Unfortunately, the Idol X’s Soc, particularly the GPU is completely overwhelmed by it’s 1920x1080 screen. Sometimes more is not more; having too much has its consequences. You can think of the Idol X as a cheese burger. It has all the things you expect like a hamburger patty, slice of cheese, ketchup, lettuce tomatoes but instead of a bun it comes with 2 small crackers. The Idol X definitely brings a knife to a gunfight in this regard.
Of these issues, I’d say the camera and the graphics performance are the real differences. So, if you’re paying full price for the Nexus 5 ($125 more from Google or $249 more from Bell) you have to ask yourself if these differences are worth the price difference. If you’re paying $125 more I’d say it’s a hard decision, at $249 it’s a no brainer, pick the Idol X.
However, if you’re willing to sign a contract though the Nexus 5 is $49 and the Idol X is $0. In the case of a contract I’d dish out the extra 50 bucks and skip the Idol X.
Motorola Moto G:
The Moto G is $50 cheaper than the Idol X. First off, keep in mind that the Moto G is a TELUS/Koodo exclusive while the Idol X is Bell only. Then again, remember that Bell and TELUS share HSPA and LTE networks so from a coverage standpoint, you’re pretty much getting the same thing.

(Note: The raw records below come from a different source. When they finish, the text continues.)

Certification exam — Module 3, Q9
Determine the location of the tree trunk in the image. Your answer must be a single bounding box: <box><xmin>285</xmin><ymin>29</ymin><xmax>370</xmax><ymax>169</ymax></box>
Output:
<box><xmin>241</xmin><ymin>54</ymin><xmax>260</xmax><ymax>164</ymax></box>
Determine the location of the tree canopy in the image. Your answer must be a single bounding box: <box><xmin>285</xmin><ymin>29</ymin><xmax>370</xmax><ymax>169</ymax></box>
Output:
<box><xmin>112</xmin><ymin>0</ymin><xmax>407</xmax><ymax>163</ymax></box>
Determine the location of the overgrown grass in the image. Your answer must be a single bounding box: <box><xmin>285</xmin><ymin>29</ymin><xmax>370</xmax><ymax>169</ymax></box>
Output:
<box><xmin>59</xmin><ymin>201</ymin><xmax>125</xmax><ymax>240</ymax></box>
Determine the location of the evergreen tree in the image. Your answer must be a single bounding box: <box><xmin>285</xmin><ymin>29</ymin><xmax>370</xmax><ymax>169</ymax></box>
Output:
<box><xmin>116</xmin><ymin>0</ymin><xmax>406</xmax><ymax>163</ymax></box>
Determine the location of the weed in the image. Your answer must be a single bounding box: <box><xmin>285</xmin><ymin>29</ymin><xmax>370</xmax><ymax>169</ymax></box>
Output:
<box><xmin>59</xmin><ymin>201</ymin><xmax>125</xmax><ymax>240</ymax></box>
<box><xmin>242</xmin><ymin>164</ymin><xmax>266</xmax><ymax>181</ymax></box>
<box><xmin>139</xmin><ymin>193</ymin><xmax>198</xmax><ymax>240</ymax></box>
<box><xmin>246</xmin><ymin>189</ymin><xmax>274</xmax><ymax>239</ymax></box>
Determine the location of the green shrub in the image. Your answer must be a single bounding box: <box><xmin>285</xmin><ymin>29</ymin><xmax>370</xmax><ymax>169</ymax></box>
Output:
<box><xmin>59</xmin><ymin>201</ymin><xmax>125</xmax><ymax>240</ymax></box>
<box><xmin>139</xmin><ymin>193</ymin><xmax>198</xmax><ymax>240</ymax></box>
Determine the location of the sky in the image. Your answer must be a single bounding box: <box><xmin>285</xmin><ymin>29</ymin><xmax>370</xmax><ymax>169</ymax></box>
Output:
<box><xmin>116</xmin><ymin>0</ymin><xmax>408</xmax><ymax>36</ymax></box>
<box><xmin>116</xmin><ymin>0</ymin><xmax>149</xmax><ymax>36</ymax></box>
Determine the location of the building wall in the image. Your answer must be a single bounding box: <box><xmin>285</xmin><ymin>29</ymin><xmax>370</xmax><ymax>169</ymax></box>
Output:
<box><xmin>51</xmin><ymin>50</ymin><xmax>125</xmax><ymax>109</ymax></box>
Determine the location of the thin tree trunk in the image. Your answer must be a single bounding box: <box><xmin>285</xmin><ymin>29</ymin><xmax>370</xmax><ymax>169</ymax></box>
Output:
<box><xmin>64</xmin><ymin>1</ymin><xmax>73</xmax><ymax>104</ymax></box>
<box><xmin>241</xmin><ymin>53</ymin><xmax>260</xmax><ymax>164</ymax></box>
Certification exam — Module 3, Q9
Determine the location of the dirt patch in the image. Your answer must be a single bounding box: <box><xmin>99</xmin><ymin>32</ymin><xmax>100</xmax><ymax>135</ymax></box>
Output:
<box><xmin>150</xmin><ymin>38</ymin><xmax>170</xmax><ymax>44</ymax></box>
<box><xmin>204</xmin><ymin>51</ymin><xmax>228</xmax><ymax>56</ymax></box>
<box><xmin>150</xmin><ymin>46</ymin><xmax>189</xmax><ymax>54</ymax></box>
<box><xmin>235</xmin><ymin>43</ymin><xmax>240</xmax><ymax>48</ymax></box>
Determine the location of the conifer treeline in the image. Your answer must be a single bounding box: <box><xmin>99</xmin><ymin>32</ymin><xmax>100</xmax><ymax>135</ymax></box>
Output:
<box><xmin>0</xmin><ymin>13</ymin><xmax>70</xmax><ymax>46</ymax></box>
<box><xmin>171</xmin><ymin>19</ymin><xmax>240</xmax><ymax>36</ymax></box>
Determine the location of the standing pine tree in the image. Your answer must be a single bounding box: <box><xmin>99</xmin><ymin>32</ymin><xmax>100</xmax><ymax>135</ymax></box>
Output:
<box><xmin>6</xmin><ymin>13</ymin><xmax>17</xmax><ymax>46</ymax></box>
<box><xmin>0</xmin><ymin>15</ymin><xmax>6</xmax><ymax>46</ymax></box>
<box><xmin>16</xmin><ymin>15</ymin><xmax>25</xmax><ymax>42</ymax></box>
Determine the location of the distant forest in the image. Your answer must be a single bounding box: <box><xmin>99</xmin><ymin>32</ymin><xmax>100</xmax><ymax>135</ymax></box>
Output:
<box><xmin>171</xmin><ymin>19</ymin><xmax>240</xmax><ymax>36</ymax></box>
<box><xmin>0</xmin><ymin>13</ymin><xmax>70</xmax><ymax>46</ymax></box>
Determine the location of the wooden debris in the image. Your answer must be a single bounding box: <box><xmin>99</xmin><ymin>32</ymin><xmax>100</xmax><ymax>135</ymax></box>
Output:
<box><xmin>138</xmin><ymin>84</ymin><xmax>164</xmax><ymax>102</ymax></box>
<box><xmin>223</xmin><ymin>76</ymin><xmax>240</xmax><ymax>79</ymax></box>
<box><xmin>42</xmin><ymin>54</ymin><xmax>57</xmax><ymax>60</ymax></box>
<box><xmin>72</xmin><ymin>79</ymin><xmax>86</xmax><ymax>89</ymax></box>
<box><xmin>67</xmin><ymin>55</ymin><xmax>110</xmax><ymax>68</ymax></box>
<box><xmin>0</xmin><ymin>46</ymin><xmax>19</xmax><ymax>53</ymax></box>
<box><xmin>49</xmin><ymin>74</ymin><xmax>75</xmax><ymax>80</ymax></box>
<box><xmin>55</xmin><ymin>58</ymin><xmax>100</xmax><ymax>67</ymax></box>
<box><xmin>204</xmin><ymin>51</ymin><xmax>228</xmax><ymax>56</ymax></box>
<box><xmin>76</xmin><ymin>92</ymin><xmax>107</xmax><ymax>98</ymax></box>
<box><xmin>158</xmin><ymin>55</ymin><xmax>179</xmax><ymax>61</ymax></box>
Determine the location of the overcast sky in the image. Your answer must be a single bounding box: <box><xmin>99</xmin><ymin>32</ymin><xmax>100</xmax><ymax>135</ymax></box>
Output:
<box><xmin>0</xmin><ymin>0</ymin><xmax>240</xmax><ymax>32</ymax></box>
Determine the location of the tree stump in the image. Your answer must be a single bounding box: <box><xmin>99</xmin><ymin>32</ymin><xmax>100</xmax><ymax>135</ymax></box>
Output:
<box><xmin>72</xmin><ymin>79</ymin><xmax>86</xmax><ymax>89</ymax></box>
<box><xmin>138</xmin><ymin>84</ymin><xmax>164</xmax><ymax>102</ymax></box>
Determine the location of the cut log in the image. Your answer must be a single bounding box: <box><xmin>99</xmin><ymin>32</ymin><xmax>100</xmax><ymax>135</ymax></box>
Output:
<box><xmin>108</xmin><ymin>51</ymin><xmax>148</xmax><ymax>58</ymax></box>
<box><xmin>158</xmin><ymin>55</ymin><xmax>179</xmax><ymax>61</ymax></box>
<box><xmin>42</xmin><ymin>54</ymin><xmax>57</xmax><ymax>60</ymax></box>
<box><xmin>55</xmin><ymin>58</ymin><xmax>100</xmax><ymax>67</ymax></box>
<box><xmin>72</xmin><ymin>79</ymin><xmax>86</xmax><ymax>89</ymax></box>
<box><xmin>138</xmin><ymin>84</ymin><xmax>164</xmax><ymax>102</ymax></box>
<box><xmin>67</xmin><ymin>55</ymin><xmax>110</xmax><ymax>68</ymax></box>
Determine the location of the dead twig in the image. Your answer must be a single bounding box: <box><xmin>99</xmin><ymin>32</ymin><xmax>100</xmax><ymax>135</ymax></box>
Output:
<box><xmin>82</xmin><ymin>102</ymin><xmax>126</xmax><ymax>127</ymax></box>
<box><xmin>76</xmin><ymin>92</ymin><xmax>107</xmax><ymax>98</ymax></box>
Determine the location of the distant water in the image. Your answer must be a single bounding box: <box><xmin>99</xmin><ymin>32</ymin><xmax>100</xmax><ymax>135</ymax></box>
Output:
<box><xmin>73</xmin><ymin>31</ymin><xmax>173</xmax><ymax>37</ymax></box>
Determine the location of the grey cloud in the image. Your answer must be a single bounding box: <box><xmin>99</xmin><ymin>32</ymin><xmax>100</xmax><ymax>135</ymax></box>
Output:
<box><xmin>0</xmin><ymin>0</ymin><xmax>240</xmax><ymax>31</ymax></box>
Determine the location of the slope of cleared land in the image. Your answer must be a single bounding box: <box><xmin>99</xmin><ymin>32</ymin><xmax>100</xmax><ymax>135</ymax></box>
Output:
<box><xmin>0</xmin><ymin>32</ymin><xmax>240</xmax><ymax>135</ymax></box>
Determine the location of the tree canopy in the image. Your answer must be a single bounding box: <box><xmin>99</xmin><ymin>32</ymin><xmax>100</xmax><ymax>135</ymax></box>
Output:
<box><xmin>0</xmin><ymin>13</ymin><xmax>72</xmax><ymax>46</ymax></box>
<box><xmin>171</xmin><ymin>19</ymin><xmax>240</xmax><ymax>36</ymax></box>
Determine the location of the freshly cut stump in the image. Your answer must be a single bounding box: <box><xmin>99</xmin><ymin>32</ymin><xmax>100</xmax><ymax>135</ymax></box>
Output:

With that out of the way, the Idol X beats the Moto G on paper. It has a bigger higher res screen, more RAM, expandable storage, more megapixels a slightly bigger battery, etc.
Indeed, you’re getting less with the Moto G, however, the Moto G’s lower resolution screen and SoC are a better pairing and provide a more smooth experience. It’s this fact which makes what should be a easy decision a little harder.
Still, graphics aside, if you can swing the extra $50 you should definitely take a look at the Idol X.